Bug 203162 - when close(fd) on a fifo fails with EINTR, the file descriptor is not really closed
Summary: when close(fd) on a fifo fails with EINTR, the file descriptor is not really ...
Status: Closed FIXED
Alias: None
Product: Base System
Classification: Unclassified
Component: kern (show other bugs)
Version: 10.1-RELEASE
Hardware: Any Any
: --- Affects Only Me
Assignee: Konstantin Belousov
URL:
Keywords: patch, patch-ready
Depends on:
Blocks:
 
Reported: 2015-09-16 22:34 UTC by Victor Stinner
Modified: 2015-12-15 13:24 UTC (History)
4 users (show)

See Also:
koobs: mfc-stable9?
koobs: mfc-stable10?


Attachments
Program to reproduce the bug (1.95 KB, application/gzip)
2015-09-16 22:34 UTC, Victor Stinner
no flags Details
Syscalls seen by "truss -f" when the bug occurs (3.42 KB, text/plain)
2015-09-16 22:54 UTC, Victor Stinner
no flags Details
A bit more fairness into the signal interruption of fifo open (695 bytes, patch)
2015-09-17 01:10 UTC, Konstantin Belousov
no flags Details | Diff
Ignore signal after a wakeup, if there was a complimentary open, even transient (1.90 KB, patch)
2015-09-17 15:34 UTC, Konstantin Belousov
no flags Details | Diff
Ignore signal after a wakeup, if there was a complimentary open, even transient v2 (1.91 KB, patch)
2015-09-18 23:17 UTC, Konstantin Belousov
no flags Details | Diff

Note You need to log in before you can comment on or make changes to this bug.
Description Victor Stinner 2015-09-16 22:34:14 UTC
Created attachment 161126 [details]
Program to reproduce the bug

tl;dr The close() syscall doesn't close correctly a FIFO file descriptor when close() is interrupted by a signal.

Hi,

I'm working on the Python project. Python 3.5 now retries syscalls when a syscall fails with EINTR. This change is described in https://www.python.org/dev/peps/pep-0475/

The associated unit test "test_eintr" hangs sometimes on our FreeBSD buildbots (FreeBSD 9 and 10). It took me some days to identify that test_open() of test_eintr hangs sometimes. It looks like the test hangs when the close() syscall fails with EINTR.

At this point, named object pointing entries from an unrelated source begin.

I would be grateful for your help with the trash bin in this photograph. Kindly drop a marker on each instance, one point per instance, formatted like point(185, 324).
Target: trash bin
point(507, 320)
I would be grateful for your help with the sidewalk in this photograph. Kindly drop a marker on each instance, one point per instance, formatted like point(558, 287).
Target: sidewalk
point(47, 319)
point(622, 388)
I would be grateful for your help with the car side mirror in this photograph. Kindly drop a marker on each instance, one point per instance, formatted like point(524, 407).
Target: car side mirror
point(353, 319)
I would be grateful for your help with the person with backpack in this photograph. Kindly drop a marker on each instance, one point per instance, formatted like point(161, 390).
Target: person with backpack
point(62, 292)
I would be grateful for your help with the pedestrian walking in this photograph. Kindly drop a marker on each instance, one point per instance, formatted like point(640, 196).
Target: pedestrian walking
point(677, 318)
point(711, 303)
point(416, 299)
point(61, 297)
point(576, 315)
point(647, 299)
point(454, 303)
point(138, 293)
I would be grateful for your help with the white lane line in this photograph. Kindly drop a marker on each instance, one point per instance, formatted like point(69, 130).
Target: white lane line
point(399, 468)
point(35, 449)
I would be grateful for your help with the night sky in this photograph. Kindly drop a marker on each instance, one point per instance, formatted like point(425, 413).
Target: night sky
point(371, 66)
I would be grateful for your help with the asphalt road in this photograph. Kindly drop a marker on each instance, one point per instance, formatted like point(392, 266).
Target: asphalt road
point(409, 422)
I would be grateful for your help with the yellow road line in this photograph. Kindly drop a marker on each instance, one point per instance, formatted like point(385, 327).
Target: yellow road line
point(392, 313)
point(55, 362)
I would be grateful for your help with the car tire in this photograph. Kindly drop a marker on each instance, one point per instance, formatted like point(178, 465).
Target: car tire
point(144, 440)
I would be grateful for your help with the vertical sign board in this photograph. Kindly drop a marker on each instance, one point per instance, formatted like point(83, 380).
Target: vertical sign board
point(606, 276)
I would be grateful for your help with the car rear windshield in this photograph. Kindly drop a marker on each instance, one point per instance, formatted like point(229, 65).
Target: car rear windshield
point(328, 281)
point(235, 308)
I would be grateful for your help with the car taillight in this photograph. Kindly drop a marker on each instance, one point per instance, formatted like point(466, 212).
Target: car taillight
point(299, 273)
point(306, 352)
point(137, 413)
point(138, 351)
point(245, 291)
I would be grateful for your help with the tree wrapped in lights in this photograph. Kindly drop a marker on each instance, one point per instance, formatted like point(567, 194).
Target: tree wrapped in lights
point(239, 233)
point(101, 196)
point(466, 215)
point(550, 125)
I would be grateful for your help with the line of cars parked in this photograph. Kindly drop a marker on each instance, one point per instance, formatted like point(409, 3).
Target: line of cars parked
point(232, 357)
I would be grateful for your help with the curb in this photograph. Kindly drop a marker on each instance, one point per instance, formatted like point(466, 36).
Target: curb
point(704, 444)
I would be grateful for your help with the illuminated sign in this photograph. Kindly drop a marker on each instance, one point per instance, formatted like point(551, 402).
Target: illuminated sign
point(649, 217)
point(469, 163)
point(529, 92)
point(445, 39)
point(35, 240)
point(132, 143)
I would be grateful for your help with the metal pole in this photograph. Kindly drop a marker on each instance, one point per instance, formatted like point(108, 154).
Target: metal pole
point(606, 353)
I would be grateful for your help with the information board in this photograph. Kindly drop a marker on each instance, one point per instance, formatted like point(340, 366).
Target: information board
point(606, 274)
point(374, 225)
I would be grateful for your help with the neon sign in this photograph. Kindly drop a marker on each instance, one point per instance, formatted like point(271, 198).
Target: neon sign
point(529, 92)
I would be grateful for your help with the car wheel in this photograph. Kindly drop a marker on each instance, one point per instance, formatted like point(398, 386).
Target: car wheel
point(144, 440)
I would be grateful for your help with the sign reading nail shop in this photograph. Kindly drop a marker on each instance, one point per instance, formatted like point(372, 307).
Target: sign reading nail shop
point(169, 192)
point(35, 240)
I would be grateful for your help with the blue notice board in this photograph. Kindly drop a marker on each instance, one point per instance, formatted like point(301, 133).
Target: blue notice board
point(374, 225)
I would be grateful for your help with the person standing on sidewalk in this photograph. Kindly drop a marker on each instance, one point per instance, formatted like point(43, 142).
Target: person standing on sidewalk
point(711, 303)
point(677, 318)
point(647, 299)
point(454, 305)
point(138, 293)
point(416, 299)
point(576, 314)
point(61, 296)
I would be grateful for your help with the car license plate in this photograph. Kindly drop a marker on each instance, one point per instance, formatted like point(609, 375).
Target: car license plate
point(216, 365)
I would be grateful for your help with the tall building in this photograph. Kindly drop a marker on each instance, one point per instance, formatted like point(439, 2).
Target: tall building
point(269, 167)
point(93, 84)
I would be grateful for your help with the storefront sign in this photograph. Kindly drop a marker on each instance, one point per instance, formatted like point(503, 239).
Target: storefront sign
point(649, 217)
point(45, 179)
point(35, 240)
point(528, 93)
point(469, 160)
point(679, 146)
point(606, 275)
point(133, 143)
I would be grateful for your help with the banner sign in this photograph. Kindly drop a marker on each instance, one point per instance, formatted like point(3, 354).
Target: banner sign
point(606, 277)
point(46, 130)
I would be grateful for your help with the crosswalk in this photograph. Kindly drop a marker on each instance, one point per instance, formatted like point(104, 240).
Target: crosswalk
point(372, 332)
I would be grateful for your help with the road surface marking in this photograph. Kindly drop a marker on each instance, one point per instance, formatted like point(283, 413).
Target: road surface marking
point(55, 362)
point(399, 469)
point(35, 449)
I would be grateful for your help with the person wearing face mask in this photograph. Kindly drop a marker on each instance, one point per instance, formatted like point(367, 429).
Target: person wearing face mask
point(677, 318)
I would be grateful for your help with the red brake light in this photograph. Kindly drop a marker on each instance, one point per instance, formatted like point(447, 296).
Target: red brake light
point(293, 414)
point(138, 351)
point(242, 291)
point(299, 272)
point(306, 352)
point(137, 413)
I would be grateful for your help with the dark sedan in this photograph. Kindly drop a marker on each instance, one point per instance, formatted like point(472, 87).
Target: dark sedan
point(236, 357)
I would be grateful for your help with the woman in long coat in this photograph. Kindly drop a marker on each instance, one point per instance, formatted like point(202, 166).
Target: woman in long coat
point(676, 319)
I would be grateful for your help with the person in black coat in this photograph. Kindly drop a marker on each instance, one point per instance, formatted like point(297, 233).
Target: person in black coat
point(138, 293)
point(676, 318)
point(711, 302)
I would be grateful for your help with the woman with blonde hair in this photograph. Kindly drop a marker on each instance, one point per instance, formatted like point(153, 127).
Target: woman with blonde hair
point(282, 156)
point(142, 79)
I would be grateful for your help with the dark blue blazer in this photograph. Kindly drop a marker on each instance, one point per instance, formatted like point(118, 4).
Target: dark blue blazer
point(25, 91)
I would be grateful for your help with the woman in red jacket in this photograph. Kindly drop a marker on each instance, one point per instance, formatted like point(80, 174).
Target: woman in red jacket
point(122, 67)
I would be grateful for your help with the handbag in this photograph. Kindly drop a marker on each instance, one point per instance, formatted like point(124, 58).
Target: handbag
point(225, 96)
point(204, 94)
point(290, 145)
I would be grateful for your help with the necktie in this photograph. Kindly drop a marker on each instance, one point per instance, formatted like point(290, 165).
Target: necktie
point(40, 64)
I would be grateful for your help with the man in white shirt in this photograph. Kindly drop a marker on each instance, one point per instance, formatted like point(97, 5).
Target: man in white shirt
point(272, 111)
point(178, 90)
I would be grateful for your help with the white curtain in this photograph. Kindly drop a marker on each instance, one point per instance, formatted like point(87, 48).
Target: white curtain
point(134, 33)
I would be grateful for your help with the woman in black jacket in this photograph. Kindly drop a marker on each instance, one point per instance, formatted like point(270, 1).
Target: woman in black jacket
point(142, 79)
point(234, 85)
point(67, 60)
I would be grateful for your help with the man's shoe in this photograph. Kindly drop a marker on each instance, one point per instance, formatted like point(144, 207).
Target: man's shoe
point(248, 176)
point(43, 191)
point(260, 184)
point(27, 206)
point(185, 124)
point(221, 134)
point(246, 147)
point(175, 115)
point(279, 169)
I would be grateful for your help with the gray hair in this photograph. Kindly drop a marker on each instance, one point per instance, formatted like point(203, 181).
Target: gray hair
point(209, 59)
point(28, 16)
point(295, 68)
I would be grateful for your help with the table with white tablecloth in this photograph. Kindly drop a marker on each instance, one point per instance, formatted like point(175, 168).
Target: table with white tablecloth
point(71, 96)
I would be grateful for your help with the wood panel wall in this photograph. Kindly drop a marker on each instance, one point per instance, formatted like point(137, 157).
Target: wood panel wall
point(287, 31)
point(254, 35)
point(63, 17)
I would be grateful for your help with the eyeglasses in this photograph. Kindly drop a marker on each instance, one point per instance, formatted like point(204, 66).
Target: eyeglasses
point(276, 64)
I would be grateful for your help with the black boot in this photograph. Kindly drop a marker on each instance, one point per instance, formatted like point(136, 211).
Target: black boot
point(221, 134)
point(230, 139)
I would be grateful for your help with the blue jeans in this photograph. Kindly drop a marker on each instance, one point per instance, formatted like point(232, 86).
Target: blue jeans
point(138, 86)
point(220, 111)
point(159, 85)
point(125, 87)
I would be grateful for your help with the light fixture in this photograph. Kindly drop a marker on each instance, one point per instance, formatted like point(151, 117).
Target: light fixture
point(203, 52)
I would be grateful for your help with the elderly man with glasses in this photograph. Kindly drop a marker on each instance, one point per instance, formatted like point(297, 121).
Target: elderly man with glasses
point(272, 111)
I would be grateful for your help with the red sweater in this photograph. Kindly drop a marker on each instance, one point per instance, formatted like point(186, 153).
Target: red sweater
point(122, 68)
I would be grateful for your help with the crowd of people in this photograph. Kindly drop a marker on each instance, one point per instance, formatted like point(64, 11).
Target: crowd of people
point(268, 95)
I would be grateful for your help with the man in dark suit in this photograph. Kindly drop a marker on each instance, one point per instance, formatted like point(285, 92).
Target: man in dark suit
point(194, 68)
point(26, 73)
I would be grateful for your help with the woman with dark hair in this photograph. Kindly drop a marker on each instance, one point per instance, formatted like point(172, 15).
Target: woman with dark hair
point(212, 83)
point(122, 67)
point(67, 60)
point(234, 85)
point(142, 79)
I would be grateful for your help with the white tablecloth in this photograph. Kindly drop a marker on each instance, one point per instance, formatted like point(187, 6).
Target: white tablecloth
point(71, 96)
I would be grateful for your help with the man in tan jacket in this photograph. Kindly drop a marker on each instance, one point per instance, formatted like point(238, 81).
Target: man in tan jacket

By the way, the BSD C library ignores EINTR in this case, so the caller of the close() function is not aware that the syscall failed with EINTR. In Python, it was also decided to ignore EINTR on close() and dup2() because the file descriptor is closed anyway. It's explained in the PEP 475 (see the link below).

The test ensures that Python retries correctly open() when the function fails with EINTR. The test uses two processes, I will call them the parent process and the child process. To get a EINTR on open(), the test uses a FIFO created by mkfifo(). The parent calls mkfifo() and immedialty tries to open the FIFO for writing: open() blocks until the child opens the FIFO for reading. Both processes uses setitimer() to inject SIGARLM signals every 10 ms. The child process sleeps 100 ms, opens the FIFO for reading and then close it.

Attached tarball contains a C program based on the Python unit test.

To reproduce the bug, run ./test.sh multiple times in different terminals, you have to pass a different number to each run (to name the truss log file): the program should hang after between 1 and 5 minutes.

You may have to stop/restart the script: truss creates a ghost process for the child process which becomes <defunct>, so quickly we will reach the number of processes limit.

I noticed two cases: the test hangs (no more output) or the test slowly fills the terminal with "@". The "@" character is written each time that open() fails with EINTR in the child process (only in the child process, this case doesn't produce output in the parent process).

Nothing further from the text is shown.